In yesterday’s New York Times, Daniel C. Dennett dissected a technique that the right-wing has been using to win converts for thirty years or more: trolling for debate. Dennett’s piece focuses on so-called "Intelligent Design" and the high powered trolling that has sucked so many into debating the matter. He says,

…the proponents of intelligent design use a ploy that works something like this. First you misuse or misdescribe some scientist’s work. Then you get an angry rebuttal. Then, instead of dealing forthrightly with the charges leveled, you cite the rebuttal as evidence that there is a "controversy" to teach.

Note that the trick is content-free. You can use it on any topic. "Smith’s work in geology supports my argument that the earth is flat," you say, misrepresenting Smith’s work. When Smith responds with a denunciation of your misuse of her work, you respond, saying something like: "See what a controversy we have here? Professor Smith and I are locked in a titanic scientific debate. We should teach the controversy in the classrooms." And here is the delicious part: you can often exploit the very technicality of the issues to your own advantage, counting on most of us to miss the point in all the difficult details."
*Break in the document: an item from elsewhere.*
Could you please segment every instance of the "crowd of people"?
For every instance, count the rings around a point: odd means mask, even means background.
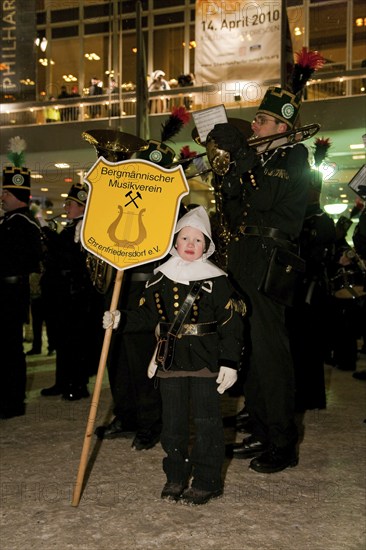
[[[153,71],[147,78],[148,90],[150,92],[167,91],[174,86],[187,87],[194,85],[194,75],[182,74],[176,79],[168,81],[165,78],[165,72],[158,69]],[[103,82],[97,76],[93,76],[90,79],[89,86],[85,90],[86,97],[98,97],[107,95],[110,97],[110,101],[104,105],[100,102],[96,104],[91,103],[86,107],[85,116],[88,118],[100,118],[102,116],[120,116],[121,109],[119,104],[118,94],[120,87],[117,80],[114,77],[110,77],[107,85],[103,85]],[[60,93],[48,96],[48,104],[44,108],[44,119],[46,122],[71,122],[79,120],[80,107],[73,101],[68,102],[69,99],[80,98],[80,92],[77,85],[69,88],[65,84],[61,86]],[[99,97],[99,99],[101,99]],[[57,103],[57,100],[61,100],[62,103]],[[66,100],[66,101],[64,101]],[[189,94],[183,97],[183,104],[187,109],[191,109],[193,103],[192,97]],[[155,97],[149,101],[149,111],[153,113],[164,113],[169,111],[170,100],[164,97]]]
[[[364,198],[351,246],[345,221],[335,225],[320,207],[321,181],[310,170],[307,148],[284,143],[300,108],[298,95],[267,90],[251,126],[255,136],[275,135],[278,142],[260,154],[231,123],[215,125],[207,138],[232,161],[224,176],[213,176],[220,178],[231,236],[225,270],[209,259],[215,235],[208,213],[193,205],[181,212],[169,259],[128,271],[116,311],[107,311],[110,296],[96,291],[86,267],[80,230],[87,187],[71,187],[65,201],[69,223],[58,233],[30,213],[29,171],[5,168],[1,418],[25,413],[23,324],[29,275],[39,273],[42,295],[57,312],[51,344],[55,383],[42,397],[89,396],[103,319],[104,329],[113,328],[107,367],[114,418],[95,433],[100,439],[132,436],[136,450],[160,440],[166,455],[163,499],[201,505],[222,495],[225,454],[249,459],[249,468],[260,473],[298,464],[297,413],[326,407],[325,361],[331,356],[338,368],[354,371],[357,341],[363,338],[366,345]],[[261,285],[274,249],[306,261],[291,307]],[[359,296],[337,296],[339,274],[351,276],[356,268]],[[346,288],[344,283],[340,290]],[[337,336],[331,338],[336,328],[343,343],[348,335],[346,358]],[[235,425],[245,437],[225,448],[220,395],[238,384],[238,371],[245,372],[240,382],[245,407]]]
The Intelligent Design whack-jobs are only one facet of the baffle-gab brigade.  We tax-and-spend liberals often find ourselves the targets of those who would PROVE US WRONG.  One recent example of the egregious use of the technique is the unfortunate incident of the CBS anchor guy who failed to meet courtroom standards of proof in telling a true story about the shortcomings of George "Bird Flipper" Bush.  I knew we were heading straight to hell early in the Afghan War in 2024 when the local radio talk shows "debated" the merits of the use of torture to extract information from the enemy.

Respect for morality and ethics, for personal integrity and community concerns, are mooted when the right wing bump-head batteries start lobbing flak into the air around the issues of the day.  From women’s health concerns to care for dependent children, from public school and library funding to education regarding progressive taxation, altercation and arguments that preclude agreement define the intentions of the plutocrats ("Bird Flipper" and his cronies) and their lackeys on the christian right (people too stupid to pause and consider and those too bigoted to accept the majority of people as brothers and sisters).

Somebody needs to tell these morally and intellectually stunted bean-brains that there is no debate and that life need not be a zero sum game.